How Does the Brain See the World - Decoding Visual Stimulus Using fMRI

Student: Emily Ma
Table: BEHAV3
Experimentation location: Home
Regulated Research (Form 1c): No
Project continuation (Form 7): No

Display board image not available


The visual system is one of the most complicated sensory systems whose encoding of our day-to-day visual stimuli is still a mystery. At the start of the visual processing stream, visual information enters our retina which is later relayed to the thalamus before they finally reach visual cortices. In this project, by using data from the Kay experiment [9], I explored how the different brain areas involved in visual processing encodes different types of visual stimuli, and whether this process shares similarities with principal component analysis (PCA). By correlating brain activities with the images’ projections on principal components (PCs) extracted from the Kay image dataset, I found V1 voxel activities have the highest average correlation with the images’ projections on the first 5 PCs. At the same time, I also found that LatOcc process ‘entity’ images most similarly to PCA among all brain regions.


  1. Hesse, Janis K, and Doris Y Tsao. “The macaque face patch system: a turtle's underbelly for the brain.” Nature reviews. Neuroscience vol. 21,12 (2020): 695-716. doi:10.1038/s41583-020-00393-w
  2. Engel, S. A., Rumelhart, D. E., Wandell, B. A. T., Glover, G. H., Chichilnisky, E.-J., & Shadlen, M. N. “fMRI of human visual cortex.” Nature, vol. 369, no. 6481, (1994): 525.
  3. Ganis, Giorgio, William L. Thompson, and Stephen M. Kosslyn. "Brain areas underlying visual mental imagery and visual perception: an fMRI study." Cognitive Brain Research 20.2 (2004): 226-241.
  4. Kay, K., Naselaris, T., Prenger, R. et al. “Identifying natural images from human brain activity.” Nature 452, 352–355 (2008).
  5. Simoncelli, E P, and B A Olshausen. “Natural image statistics and neural representation.” Annual review of neuroscience vol. 24 (2001): 1193-216. doi:10.1146/annual.neuro.24.1.1193
  6. F.R.S., Karl Pearson. “LIII. On lines and planes of closest fit to systems of points in space.” Philosophical Magazine Series 1 2: 559-572.
  7. Hotelling, H. “Analysis of a complex of statistical variables into principal components.” Journal of Educational Psychology, vol. 24, no. 6, 417–441.


Additional Project Information

Project website: -- No project website --
Additional Resources: -- No resources provided --
Project files:
Project files

Research Plan:

Imagine you are appreciating the work of Picasso in an art gallery; or traveling in a foreign city trying to find your way to a hotel; or accidentally bumping into an old friend recalling what he looked like in the past.

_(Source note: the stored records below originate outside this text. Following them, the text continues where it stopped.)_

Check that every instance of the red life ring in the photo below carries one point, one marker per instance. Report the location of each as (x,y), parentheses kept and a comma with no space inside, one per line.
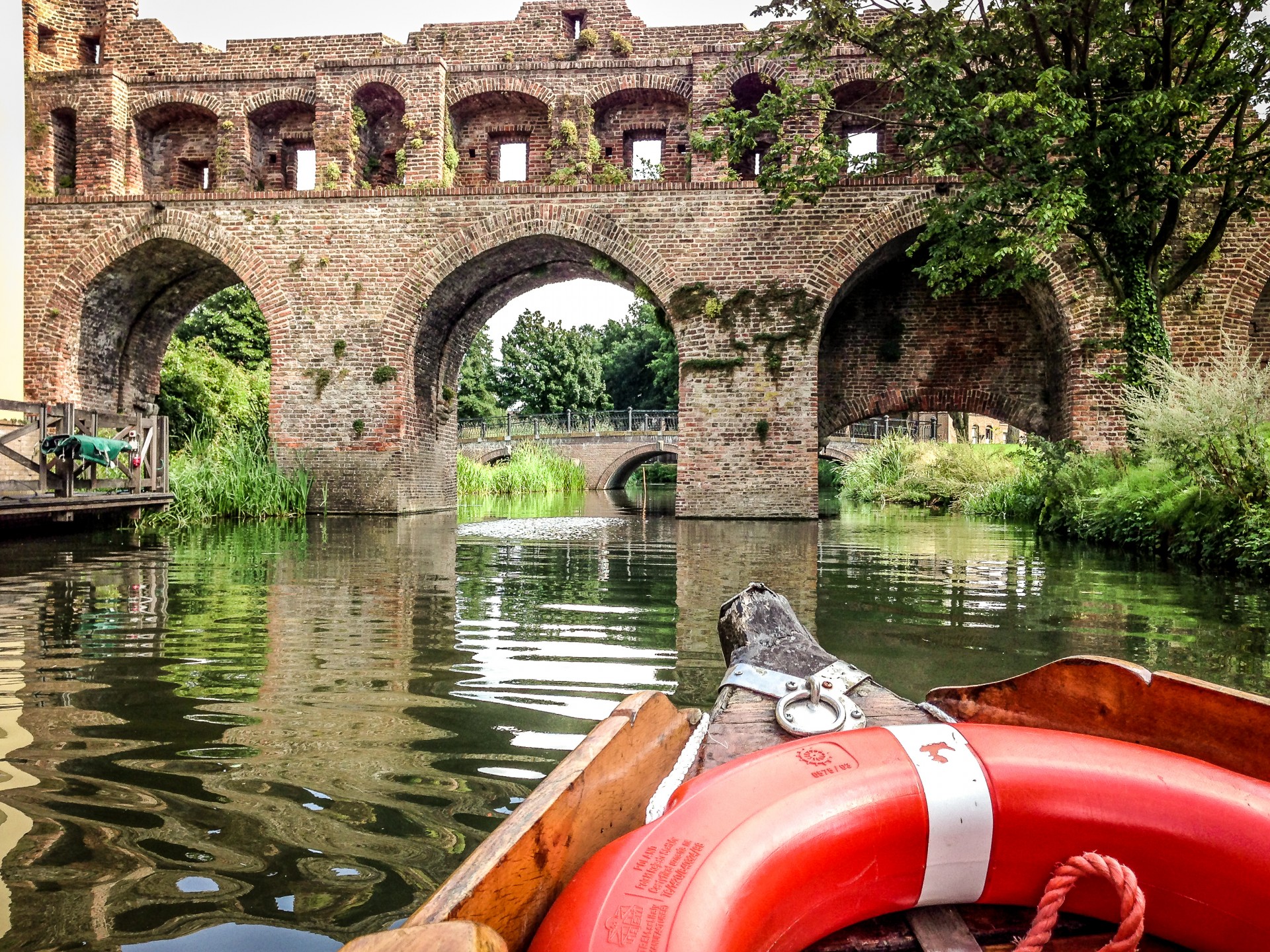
(789,844)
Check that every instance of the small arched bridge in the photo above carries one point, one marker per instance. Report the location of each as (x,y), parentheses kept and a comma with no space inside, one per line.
(610,444)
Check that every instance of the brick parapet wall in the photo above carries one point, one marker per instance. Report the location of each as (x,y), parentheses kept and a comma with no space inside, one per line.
(360,266)
(149,67)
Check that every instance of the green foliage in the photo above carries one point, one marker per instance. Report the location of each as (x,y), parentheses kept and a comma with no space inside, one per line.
(1198,489)
(321,377)
(550,370)
(900,470)
(828,475)
(653,475)
(1123,127)
(478,380)
(233,475)
(531,469)
(1209,423)
(640,361)
(233,325)
(207,394)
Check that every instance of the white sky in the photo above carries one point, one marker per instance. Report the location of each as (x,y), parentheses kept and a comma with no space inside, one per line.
(251,19)
(573,302)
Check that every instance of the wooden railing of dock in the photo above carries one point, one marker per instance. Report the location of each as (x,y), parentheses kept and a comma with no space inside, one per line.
(51,477)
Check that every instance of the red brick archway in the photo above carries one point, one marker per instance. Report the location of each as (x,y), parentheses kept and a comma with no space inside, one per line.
(70,354)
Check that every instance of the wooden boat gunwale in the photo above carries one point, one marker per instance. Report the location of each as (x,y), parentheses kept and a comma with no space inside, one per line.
(600,791)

Such day-to-day events require complex cognitive functions where visual inputs are essential. These inputs are incorporated in the brain to assist other brain areas and their corresponding functions such as the hippocampus managing memories, the frontal lobe making decisions, and the limbic system controlling emotions. Hence, understanding the visual pathways can not only help the investigation of the visual system of the brain but can also facilitate studies of other functions of the brain including memories, spatial navigation, multi-sensory integration, etc., and these functions’ relationships with the visual pathway, such as what visual input does the hippocampus receive from the visual cortex.

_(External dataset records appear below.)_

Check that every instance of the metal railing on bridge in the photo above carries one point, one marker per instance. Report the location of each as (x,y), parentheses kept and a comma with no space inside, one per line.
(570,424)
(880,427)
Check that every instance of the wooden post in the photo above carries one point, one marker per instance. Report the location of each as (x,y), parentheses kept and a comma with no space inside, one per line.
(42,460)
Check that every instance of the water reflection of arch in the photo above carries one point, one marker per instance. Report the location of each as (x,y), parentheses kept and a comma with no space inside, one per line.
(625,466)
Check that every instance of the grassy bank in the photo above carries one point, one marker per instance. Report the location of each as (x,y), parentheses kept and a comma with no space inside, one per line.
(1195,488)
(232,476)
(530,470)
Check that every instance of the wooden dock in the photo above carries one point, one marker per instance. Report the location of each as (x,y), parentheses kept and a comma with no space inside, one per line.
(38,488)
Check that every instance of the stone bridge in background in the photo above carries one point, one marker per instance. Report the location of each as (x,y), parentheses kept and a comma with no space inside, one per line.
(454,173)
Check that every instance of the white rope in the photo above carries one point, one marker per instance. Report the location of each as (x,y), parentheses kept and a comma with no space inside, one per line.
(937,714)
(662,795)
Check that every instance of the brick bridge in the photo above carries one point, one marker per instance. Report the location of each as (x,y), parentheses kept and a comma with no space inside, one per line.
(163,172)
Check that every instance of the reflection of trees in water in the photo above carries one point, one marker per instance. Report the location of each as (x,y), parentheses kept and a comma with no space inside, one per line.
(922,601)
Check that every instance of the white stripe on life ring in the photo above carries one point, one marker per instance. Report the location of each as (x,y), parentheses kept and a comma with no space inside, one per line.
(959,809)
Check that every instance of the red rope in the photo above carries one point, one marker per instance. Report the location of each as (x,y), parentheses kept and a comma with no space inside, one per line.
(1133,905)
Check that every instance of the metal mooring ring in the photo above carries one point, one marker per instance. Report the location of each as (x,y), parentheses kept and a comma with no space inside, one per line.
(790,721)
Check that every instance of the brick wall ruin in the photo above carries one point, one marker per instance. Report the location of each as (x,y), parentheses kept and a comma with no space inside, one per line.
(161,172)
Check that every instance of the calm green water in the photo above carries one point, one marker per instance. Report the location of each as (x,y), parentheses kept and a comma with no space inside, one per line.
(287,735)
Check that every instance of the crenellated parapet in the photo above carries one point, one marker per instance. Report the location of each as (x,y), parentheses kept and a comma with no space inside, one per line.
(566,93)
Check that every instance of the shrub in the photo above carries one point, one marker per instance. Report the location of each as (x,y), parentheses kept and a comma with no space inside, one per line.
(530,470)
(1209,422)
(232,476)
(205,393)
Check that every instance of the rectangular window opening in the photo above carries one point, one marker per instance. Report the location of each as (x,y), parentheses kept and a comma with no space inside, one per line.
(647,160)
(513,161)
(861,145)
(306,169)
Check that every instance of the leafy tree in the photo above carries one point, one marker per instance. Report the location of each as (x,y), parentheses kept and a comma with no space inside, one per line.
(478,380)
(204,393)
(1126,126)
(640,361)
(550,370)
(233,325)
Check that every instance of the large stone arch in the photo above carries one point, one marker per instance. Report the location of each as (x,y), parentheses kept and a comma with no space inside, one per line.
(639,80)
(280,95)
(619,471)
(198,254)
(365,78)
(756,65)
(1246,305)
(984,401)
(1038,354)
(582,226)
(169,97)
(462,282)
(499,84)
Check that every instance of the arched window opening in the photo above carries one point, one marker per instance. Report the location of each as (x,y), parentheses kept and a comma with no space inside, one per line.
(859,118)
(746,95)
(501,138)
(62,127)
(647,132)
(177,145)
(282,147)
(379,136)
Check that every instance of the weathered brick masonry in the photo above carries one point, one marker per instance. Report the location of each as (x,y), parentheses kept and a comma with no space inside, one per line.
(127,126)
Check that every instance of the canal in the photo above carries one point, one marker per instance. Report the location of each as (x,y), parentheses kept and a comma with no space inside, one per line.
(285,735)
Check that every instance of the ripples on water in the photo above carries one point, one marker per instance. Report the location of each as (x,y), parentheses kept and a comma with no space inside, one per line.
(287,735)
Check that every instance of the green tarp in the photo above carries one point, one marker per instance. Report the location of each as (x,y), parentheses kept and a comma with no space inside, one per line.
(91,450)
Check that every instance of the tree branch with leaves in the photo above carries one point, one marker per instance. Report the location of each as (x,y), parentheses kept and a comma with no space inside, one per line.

To facilitate these cognitive functions, distinct visual signals are segregated and processed by different means. The retina is the first hub of the visual pathway where different visual information is processed and segregated. There are two mechanisms that the retina adopted to differentiate visual signals —via the same population of neurons responding differentially to different visual input, or via different populations of neurons responding specifically to certain sets of visual stimuli. After the retina,  the segregation will be maintained and sent to the visual cortex for further processing. In the visual cortex, different brain areas have their own specialization, such as object-selective neurons that only react to faces will be activated when a face patch appears[1]. As information is processed in the visual string, more specific semantic information is extracted. For example, V1 responds to the direction and movement of light while higher up in the visual stream, areas respond to specific textures and shades.

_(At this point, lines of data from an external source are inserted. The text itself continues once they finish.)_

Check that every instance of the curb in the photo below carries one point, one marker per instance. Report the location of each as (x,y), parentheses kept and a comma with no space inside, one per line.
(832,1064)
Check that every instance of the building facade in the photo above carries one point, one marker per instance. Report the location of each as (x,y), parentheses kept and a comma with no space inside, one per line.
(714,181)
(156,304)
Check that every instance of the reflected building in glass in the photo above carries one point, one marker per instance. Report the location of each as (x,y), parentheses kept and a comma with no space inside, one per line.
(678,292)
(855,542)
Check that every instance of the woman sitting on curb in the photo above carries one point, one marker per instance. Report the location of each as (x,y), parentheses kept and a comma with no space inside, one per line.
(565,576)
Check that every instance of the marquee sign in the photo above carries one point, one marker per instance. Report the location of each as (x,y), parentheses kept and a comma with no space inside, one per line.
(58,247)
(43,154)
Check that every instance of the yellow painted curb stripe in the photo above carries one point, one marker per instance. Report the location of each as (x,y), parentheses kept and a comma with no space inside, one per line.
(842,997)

How can we study such a complex visual system?  There are various techniques that have been developed to answer this question. In animal-based neuroscience research, scientists adopt techniques including electrophysiology, microdialysis, and two-photon imaging using whichThey have established the basic knowledge of visual systems. On the other hand, if the research is performed on human subjects, different techniques will be adopted. The most popular one out of all is functional magnetic resonance imaging (fMRI). This technology reveals brain-wide activities through the measurement of blood-oxygen-level-dependent signals, a parameter reflecting the concentration of oxygenated hemoglobin in different areas of the brain through their polarity profile. Compared to animal model-based technologies, fMRI provides insight into brain-wide activities and can be applied on subjects with minimal damages. For example, in 1994, the topography of the human primary visual cortex was measured by fMRI[2]. In addition, in 2004, the maximal degree of shared neural processing in visual mental imagery and visual perception were accessed and investigated through using fMRI[3]. High spatial resolution, which is essential for investigating the encoding of various visual stimuli by specific regions or pathways of the brain, can also be best achieved by fMRI among other technologies. Therefore, in our project, we will be analyzing an fMRI dataset that consists of brain-wide voxel activities in response to various visual stimuli. I hope through this project, I can gain a deeper understanding of the visual pathway understanding which is crucial to both medical and translational applications and day-to-day life technology.

Research Questions:
1) Do different brain regions process different aspects of visual information?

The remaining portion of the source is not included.